Re: entailment review - part 1 from Birte Glimm on 2010-01-05 (public-rdf-dawg@w3.org from January to March 2010)

From: Birte Glimm <birte.glimm@comlab.ox.ac.uk>
Date: Tue, 5 Jan 2010 19:43:25 +0000
To: Axel Polleres <axel.polleres@deri.org>
Cc: SPARQL Working Group <public-rdf-dawg@w3.org>
Message-ID: <492f2b0b1001051143v6e64ca9cuac58aa4f22543782@mail.gmail.com>
Axel,
I copied your review into the email and comment on the mentioned
issues inline below, see also
http://www.w3.org/2009/sparql/docs/entailment/xmlspec.xml.
Thanks for the comments,
Birte

2010/1/5 Axel Polleres <axel.polleres@deri.org>:
> I am still catching up with Entailment and didn't complete the whole review in time...
> ... so, attached part 1, which essentially goes up to RDFS entailment only, didn't have
> time yet to take a closer look to the OWL parts.
>
> None of my comments should really hold up publication, I think the document is overall in
> very good shape.
>
> However, actually some of my questions (comment 6) and 9) ) refer to the definitions taken from the current
> query spec and might need further rethinking/discussion of those.
>
> Change summary:
>
> The first public working draft defined the semantics of SPARQL queries
> under RDF and RDFS entailment.

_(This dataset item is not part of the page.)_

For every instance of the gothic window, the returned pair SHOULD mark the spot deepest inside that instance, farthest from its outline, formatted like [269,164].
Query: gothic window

In this public working draft the RDF
> and RDFS entailment regimes have been changed to use a skolemized
> version of the queried RDF triples to limit the possible answers to a
> finite set of answers. This prevents non-local effects that caused
> additional results for existing triples from unrelated newly added
> triples that contain new blank nodes. This draft further adds an
> entailment regime for OWL Direct Semantics, which covers the OWL 2 DL,
> EL, and QL Profiles.

Is that meant to suggest a heading for this part of the abstract? If
so, I added that.

>
> Detailed Comments:
>
> 1) (non-critical) Suggest to add a note in the Introduction: in
> future/final version of the document, only SPARQL 1.1/Query should be
> mentioned and no longer the "first SPARQL specification". SPARQL
> 1.1/Query also only talks about simple entailment, so all you say here
> about the old version will remain valid if you consistently only refer
> to the new SPARQL 1.1/Query document, I suppose.

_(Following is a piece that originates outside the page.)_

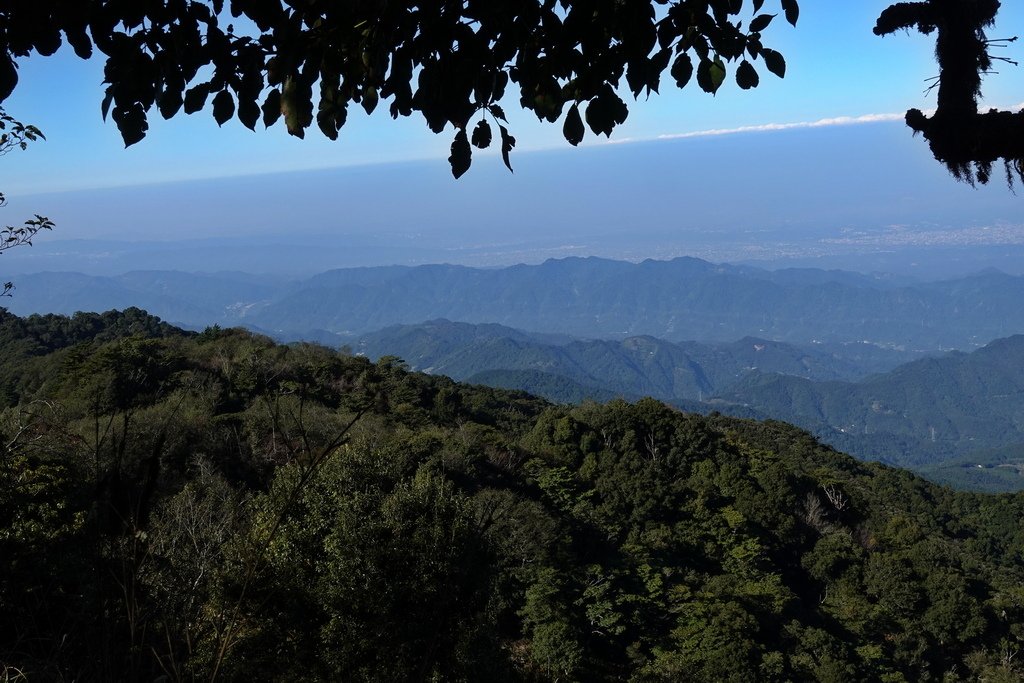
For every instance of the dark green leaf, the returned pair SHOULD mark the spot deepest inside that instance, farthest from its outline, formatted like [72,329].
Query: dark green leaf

I changed all SPARQL Query links now to point to the W3C Latest
Version link http://www.w3.org/TR/sparql11-query/. As soon as the next
WD is published that link will point to the then complete 1.1 spec. I
also changed the text where relevant to talk about the SPARQL Query
spec or SPARQL Query 1.1 spec only.

> 2) "two Turtle documents which differ only by re-naming their node
> identifiers will be understood to be equivalent."
>
> -I suggest to rather use "blank node identifier" than "node identifier"->
>
> "two Turtle documents which differ only by re-naming their blank node
> identifiers will be understood to be equivalent."

Done.

> 3)
> "In the case of any difference, the SPARQL Query Language definitions
> are the normative ones."
> -not sure, as I am not native, but I think that should be plural->
> "In the case of any differences, the SPARQL Query Language definitions
> are the normative ones."

Neither am I, but plural sounds correct, so I changed it.

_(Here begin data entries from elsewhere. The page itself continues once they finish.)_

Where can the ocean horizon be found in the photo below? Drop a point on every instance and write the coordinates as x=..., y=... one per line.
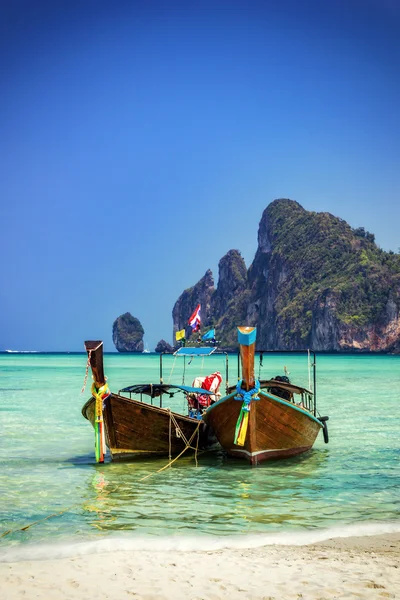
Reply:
x=350, y=486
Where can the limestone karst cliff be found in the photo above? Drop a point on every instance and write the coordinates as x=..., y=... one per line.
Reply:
x=128, y=334
x=314, y=283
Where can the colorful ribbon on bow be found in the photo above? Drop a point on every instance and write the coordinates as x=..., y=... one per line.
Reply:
x=243, y=418
x=99, y=394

> 4) "The term RDF-L denotes the set of all RDF Literals, RDF-B the set
> of all blank nodes in RDF graphs"
>
> Hmmm, why "in RDF graphs" and in which graphs? BTW, this question also
> applies to Query as well.

That is more a query comment. I just repeat the query definitions as I
also state above, to remind readers. If Andy and Steve want to change
that, I happily use a changed definition.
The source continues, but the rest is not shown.